Février 2022, l’Ukraine se réveille dans le chaos, attaquée à l’Est par la Russie. Basée à Metz, l’association Echange Lorraine Ukraine (ELU) se mobilise depuis pour aider les réfugiés ukrainiens à s’intégrer en Moselle.
En cette fin d’après-midi, le silence règne au centre ukrainien ELU du quartier de la Patrotte, au nord de Metz. A l’intérieur, une dizaine de personnes passent un examen de langue française. Au programme : compréhension écrite et orale. Pour ne pas déconcentrer le groupe et leur devoir sur table, Annie Vuagnoux, responsable du centre et bénévole à ELU depuis février 2022, nous accueille dans une pièce à l’écart. L’aide aux réfugiés ukrainiens est une cause qui la touche particulièrement : “Je suis doublement marquée par ce qu’il se passe en Ukraine parce que j’ai des parents ukrainiens” nous explique Annie Vuagnoux.
Rencontres et café-klatch
Aujourd’hui, l’association qui existe depuis 2004 agit principalement sur deux volets. Depuis le début de la guerre, elle apporte un soutien humanitaire, via d’autres associations et relais sur place. Au total 100 tonnes de produits de première nécessité ont été envoyés, soit huit camions semi-remorques. L’association se mobilise aussi pour l’intégration des 1700 réfugiés ukrainiens arrivés en Moselle, à travers des ateliers de cohésion (danse, dessin, jeux de société…) et d’apprentissage de la langue française, proposés par des bénévoles ukrainiens et français.

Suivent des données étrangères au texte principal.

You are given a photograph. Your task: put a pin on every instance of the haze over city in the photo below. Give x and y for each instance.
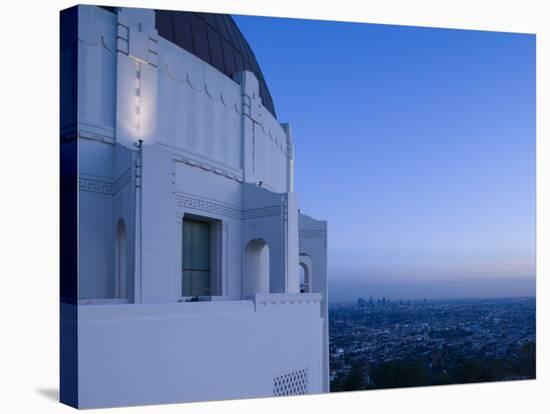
(418, 147)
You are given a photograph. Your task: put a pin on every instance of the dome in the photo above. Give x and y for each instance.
(214, 38)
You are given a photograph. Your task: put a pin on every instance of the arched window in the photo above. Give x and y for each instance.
(256, 268)
(121, 290)
(305, 273)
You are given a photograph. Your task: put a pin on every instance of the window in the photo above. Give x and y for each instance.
(196, 258)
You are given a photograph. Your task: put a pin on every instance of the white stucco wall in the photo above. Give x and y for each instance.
(160, 353)
(209, 149)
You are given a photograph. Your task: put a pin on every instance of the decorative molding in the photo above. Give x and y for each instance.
(311, 234)
(275, 299)
(261, 212)
(212, 207)
(206, 206)
(105, 186)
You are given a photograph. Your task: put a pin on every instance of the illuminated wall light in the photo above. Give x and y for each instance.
(137, 94)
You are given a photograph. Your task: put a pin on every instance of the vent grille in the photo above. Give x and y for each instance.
(292, 383)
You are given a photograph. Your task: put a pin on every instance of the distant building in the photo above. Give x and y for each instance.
(180, 219)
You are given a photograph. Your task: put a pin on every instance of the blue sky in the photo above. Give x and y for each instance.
(418, 147)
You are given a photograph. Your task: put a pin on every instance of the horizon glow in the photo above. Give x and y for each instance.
(417, 145)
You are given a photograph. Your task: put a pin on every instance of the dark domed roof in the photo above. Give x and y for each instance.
(214, 38)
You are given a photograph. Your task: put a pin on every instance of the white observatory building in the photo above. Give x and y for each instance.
(181, 235)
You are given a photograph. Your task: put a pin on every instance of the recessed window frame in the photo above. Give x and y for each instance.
(215, 253)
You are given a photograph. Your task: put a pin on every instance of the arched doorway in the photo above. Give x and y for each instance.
(256, 268)
(120, 261)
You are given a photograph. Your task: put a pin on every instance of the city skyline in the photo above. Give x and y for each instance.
(418, 146)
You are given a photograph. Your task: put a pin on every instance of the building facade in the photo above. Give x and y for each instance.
(182, 239)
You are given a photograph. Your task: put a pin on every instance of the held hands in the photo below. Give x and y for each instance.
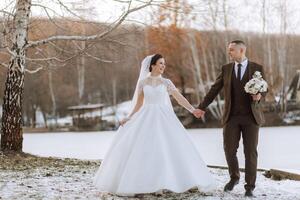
(198, 113)
(256, 97)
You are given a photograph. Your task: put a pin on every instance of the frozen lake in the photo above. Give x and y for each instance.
(279, 147)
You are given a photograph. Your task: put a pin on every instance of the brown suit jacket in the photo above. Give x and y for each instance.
(224, 81)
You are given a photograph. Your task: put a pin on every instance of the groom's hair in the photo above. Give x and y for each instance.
(238, 42)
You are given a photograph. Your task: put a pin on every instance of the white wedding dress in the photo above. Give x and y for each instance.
(153, 151)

“On s’est dit qu’il fallait répondre aux besoins des personnes déplacées qui sont arrivées en France en 2022. Ces personnes se sont retrouvées ici, sans rien, donc nous devions aussi les aider à s’intégrer. Et comment les aider à s’intégrer ? Par l’apprentissage de la langue.” raconte Annie Vuagnoux.
En parallèle des cours de FLE (français langue étrangère), un club francophone a été créé courant 2022, pour proposer trois fois par semaine des cours de français aux réfugiés ukrainiens. Huit bénévoles assurent le club francophone. L’objectif est simple : animer des cours centrés sur l’expression orale, reprenant le concept du café-klatch. “On boit le café, et puis on discute de tout et de rien”.
“Ma vie est ici désormais”
Nataliya, bénévole au centre, vient à notre rencontre. Ancienne professeure d’anglais en Ukraine, elle est arrivée en France il y a trois ans. “J’ai d’abord appris le français à l’école. Intéressée par les langues, j’ai passé un certificat en anglais, puis j’ai commencé à enseigner”.

Originaire de la ville de Louhansk, Nataliya quitte la région en 2014, lors de la première invasion russe. “Mes parents sont restés à Kiev. Ils sont âgés et n’accepteront pas de partir” poursuit-elle d’une voix tremblante. “Je ne souhaite plus y retourner, ma vie est ici désormais”, confie l’enseignante qui a quitté précipitamment son appartement à Louhansk, ville depuis envahie par la Russie.
Même si elle est reconnaissante de l’aide dont elle a pu bénéficier en France, Nataliya éprouve des difficultés à trouver un travail, notamment du travail en bureau.
L’évaluation achevée, deux groupes de niveaux se forment dans une ambiance conviviale. Certains participants acceptent de se confier et de nous raconter leur parcours. C’est la cas de Dmitro, 62 ans, installé en France depuis 2022. (Nous sommes assistés par Natalyia pour la traduction).
“Pour venir jusqu’ici j’ai parcouru 2000 kilomètres en deux semaines en voiture ! J’ai emmené avec moi ma mère qui est très âgée.” raconte-t-il. Dmitro est d’abord resté trois mois à Sarreguemines avant d’arriver à Metz. Il est ensuite entré en contact avec l’association par le biais d’un ami. Pour ce sexagénaire aux cheveux grisonnants, l’association est importante dans l’échange entre Ukrainiens et l’apprentissage du français. Mais derrière ce sourire, Dmitro n’a pas oublié sa vie en Ukraine, ni la situation actuelle. “J’ai passé l’âge d’être enrôlé dans l’armée. Mais plusieurs de mes amis sont encore sur le front. J’ai perdu quatre amis de longue date, tous tués sur le front.”
“Une belle aventure humaine”
Sveltana est la dernière personne à se confier. Cette maman de deux enfants a quitté Donetsk, à l’est de l’Ukraine, il y a trois ans. Son intégration en France n’a pas été facile. “Ce qui est difficile pour moi en France c’est la langue et les procédures administratives”, indique-t-elle. En participant au club francophone, la femme aux cheveux blonds espère trouver un travail sur le long terme, après une expérience en tant que caissière.
Son mari étant resté en Ukraine, Sveltana garde espoir. “J’espère que la guerre prendra bientôt fin et que je pourrai retourner en Ukraine un jour”.

Pour Annie Vuagnoux, le club francophone est bien plus qu’un simple espace d’apprentissage, de véritables amitiés se sont aussi créées. “C’est une belle aventure humaine pour nous aussi”, ajoute la responsable.
Elle tient d’ailleurs à souligner le courage et la résilience des réfugiés ukrainiens, qui arrivent dans un pays qui leur est inconnu, devant reprendre leur vie à zéro.